# Oxford and Scofield



## JM (Feb 22, 2009)

Anyone own or seen this one : [ame=http://www.amazon.com/Holy-Bible-Giant-Print-Deluxe/dp/0834003619/ref=sr_11_1?ie=UTF8&qid=1235353894&sr=11-1]Amazon.com: Holy Bible, Giant Print Deluxe Edition: King James Version: Books[/ame]

Anyone know why Oxford stopped publishing plain AV's and focused on Scofield Bibles?

Thanks


----------



## JohnGill (Feb 22, 2009)

According to their Bible catalog they still publish plain AVs. I buy Cambridge though.


----------



## JM (Feb 22, 2009)

They do, but nothing worth buying...you have to get the old quality Oxford Bibles through Allan's.


----------



## DMcFadden (Feb 23, 2009)

Max is such a fan of King Jimmy that I'm sure he will rush out and get his own highland goatskin edition of the Scofield. Don't know how that will go with his church, however.


----------



## Grymir (Feb 23, 2009)

DMcFadden said:


> Max is such a fan of King Jimmy that I'm sure he will rush out and get his own highland goatskin edition of the Scofield. Don't know how that will go with his church, however.
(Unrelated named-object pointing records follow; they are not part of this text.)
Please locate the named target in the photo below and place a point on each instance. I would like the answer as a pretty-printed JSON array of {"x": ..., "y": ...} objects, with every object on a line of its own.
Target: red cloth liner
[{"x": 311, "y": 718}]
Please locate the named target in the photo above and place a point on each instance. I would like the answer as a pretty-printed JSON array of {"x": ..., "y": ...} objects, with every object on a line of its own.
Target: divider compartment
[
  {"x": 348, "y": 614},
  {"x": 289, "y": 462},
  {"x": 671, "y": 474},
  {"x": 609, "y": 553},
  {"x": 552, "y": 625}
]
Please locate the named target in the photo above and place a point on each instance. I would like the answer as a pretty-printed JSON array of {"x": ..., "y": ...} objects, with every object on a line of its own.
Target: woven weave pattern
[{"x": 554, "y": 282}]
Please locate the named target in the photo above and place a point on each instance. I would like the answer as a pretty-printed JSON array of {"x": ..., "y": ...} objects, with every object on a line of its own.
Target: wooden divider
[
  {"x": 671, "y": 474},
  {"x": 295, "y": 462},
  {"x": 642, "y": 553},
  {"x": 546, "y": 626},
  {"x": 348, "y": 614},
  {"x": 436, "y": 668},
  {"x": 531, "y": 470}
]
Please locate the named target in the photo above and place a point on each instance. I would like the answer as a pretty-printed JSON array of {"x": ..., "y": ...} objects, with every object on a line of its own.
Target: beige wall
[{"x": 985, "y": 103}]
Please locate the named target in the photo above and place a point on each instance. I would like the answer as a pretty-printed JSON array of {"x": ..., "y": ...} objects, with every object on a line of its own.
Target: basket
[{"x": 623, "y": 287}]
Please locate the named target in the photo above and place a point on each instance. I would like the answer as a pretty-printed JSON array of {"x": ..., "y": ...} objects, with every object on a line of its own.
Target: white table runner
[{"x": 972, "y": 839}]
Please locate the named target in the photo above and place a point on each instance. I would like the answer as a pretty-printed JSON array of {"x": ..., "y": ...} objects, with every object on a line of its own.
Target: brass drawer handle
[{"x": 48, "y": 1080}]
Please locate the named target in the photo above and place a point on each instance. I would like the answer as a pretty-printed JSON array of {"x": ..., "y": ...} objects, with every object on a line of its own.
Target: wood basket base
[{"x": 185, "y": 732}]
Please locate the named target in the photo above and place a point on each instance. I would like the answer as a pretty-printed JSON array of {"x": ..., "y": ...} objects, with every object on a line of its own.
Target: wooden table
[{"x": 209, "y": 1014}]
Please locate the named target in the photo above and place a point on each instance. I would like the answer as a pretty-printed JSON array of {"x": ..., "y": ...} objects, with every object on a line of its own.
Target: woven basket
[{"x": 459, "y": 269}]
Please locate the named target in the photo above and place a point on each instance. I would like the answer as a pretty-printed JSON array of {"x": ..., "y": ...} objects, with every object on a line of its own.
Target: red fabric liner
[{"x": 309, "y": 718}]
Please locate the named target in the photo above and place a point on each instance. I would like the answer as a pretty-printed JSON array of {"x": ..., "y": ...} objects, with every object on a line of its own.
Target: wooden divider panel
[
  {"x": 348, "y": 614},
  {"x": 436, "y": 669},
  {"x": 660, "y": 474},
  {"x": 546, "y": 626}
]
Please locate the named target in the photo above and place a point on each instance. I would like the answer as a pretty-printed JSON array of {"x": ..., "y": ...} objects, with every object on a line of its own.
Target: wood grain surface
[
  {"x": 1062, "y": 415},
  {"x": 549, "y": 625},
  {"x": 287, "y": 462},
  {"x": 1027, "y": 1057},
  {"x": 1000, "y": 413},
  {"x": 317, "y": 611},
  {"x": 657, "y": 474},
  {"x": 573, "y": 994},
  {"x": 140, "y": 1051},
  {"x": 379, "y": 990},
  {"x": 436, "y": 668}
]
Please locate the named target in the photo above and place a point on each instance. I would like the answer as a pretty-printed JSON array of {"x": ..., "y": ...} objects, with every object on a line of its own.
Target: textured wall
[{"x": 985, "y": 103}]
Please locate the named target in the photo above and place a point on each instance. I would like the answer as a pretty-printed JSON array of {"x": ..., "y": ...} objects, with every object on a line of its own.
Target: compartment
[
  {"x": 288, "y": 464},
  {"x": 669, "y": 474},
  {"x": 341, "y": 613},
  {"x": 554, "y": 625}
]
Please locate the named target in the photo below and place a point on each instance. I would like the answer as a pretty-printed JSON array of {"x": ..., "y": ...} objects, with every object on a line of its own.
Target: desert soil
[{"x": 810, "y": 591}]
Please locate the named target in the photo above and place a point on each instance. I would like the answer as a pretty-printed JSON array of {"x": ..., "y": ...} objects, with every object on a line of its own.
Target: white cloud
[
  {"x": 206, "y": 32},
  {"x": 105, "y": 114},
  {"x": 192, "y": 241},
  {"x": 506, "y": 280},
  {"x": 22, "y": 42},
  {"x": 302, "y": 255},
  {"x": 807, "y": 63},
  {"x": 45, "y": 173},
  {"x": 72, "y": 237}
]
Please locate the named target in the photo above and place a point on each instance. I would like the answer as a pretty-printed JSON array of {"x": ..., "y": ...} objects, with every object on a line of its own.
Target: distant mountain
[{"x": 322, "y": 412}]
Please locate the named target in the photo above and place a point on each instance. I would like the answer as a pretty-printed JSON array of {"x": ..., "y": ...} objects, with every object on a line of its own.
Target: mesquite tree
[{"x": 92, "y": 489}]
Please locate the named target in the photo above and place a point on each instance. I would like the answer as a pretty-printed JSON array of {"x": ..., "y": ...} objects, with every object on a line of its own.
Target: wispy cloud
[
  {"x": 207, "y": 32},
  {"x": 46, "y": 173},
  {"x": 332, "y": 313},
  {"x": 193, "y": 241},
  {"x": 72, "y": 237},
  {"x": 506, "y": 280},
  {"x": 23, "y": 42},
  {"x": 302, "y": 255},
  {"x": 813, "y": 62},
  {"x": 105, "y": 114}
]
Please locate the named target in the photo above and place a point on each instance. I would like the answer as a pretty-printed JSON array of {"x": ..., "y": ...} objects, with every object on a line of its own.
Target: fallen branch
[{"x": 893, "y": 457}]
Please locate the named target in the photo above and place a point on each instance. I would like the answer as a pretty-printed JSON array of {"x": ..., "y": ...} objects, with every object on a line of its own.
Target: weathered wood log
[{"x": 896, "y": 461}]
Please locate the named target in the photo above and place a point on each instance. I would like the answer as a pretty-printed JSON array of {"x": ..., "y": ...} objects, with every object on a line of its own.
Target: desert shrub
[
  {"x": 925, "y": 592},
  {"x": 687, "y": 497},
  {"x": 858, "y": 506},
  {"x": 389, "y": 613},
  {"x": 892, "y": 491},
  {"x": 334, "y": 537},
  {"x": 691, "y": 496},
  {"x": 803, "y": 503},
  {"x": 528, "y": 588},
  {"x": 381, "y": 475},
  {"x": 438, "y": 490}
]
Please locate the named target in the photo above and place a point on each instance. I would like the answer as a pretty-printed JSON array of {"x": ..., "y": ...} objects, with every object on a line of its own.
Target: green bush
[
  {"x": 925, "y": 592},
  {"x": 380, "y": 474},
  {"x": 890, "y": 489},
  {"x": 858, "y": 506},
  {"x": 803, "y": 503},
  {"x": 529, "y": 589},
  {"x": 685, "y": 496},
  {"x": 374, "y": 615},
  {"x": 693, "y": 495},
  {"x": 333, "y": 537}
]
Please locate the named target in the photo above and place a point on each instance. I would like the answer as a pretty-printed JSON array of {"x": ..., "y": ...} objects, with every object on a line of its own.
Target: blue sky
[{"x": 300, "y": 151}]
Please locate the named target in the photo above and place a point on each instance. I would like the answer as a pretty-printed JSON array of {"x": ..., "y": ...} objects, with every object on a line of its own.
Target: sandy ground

It's because of my Scofield's that I fell in love with real leather. They were bonded and I wore two of them out in 3 years!!

"I am the highland goatskin edition of the Scofield!" - In the end, there can only be one!


----------



## OPC'n (Feb 23, 2009)

JM said:


> Anyone own or seen this one : Amazon.com: Holy Bible, Giant Print Deluxe Edition: King James Version: Books
> 
> Anyone know why Oxford stopped publishing plain AV's and focused on Scofield Bibles?
> 
> Thanks



They've gone Dispensational?


----------



## etexas (Feb 23, 2009)

DMcFadden said:


> Max is such a fan of King Jimmy that I'm sure he will rush out and get his own highland goatskin edition of the Scofield. Don't know how that will go with his church, however.


Well.......despite my devotion to the King Jimmy, you are correct, I am not sure how it would "fly" walking into a REFORMED EPISCOPAL CHURCH with a Scofield under my arm. I think the Padre might want to have a "chat" with me!


----------



## JM (Feb 23, 2009)

The first Bible I actually studied from was a Scofield made by Oxford. The quality wasn't bad at all, I just wish they would make a classic Oxford and sell them for the same price they do with their Scofields. 

Has anyone seen the Bible in the op?


----------